Known unknowns of cardiolipin signaling: The best is yet to come


A few years ago I had the pleasure of spending a few days with a bunch of lipidomics experts in Pittsburgh and got to learn: 1) How ridiculously insanely hard lipidomics can be if you aren't going after the "easy" compounds and 2) How important they are 3) How very very little we know about them.

This group just wrapped up a really nice review on one of their tougher problems -- the analysis of cardiolipins. How much fun are cardiolipins to work with? Start with the fact that structurally similar ones tend to cluster in similar mass ranges, but have different functions and you have a good idea.

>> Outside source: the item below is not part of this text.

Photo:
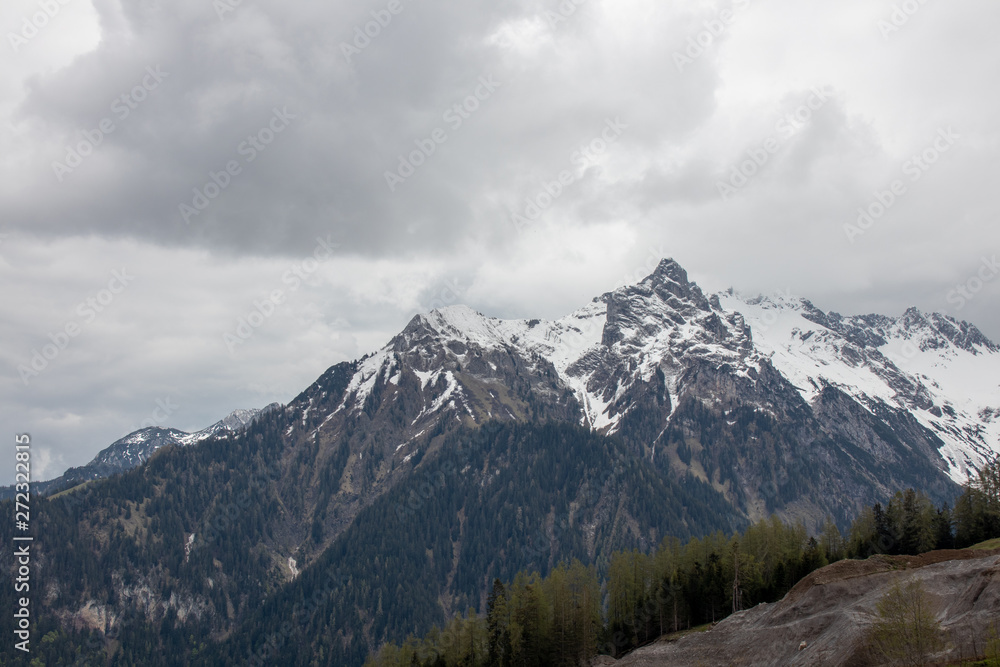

One example they mention in the paper, 12 of their compounds of interest are within 0.1 Da in MS1 mass and even when they fragment them to figure out which one is which -- MS2 isn't capable of elucidating the location of a functional site -- which is critical to know cause there are a slew of isomers that are within these "12" compounds. They have to employ a 2D LC method and utilize MS3 methods on an Orbitrap Fusion to figure out what they are looking at.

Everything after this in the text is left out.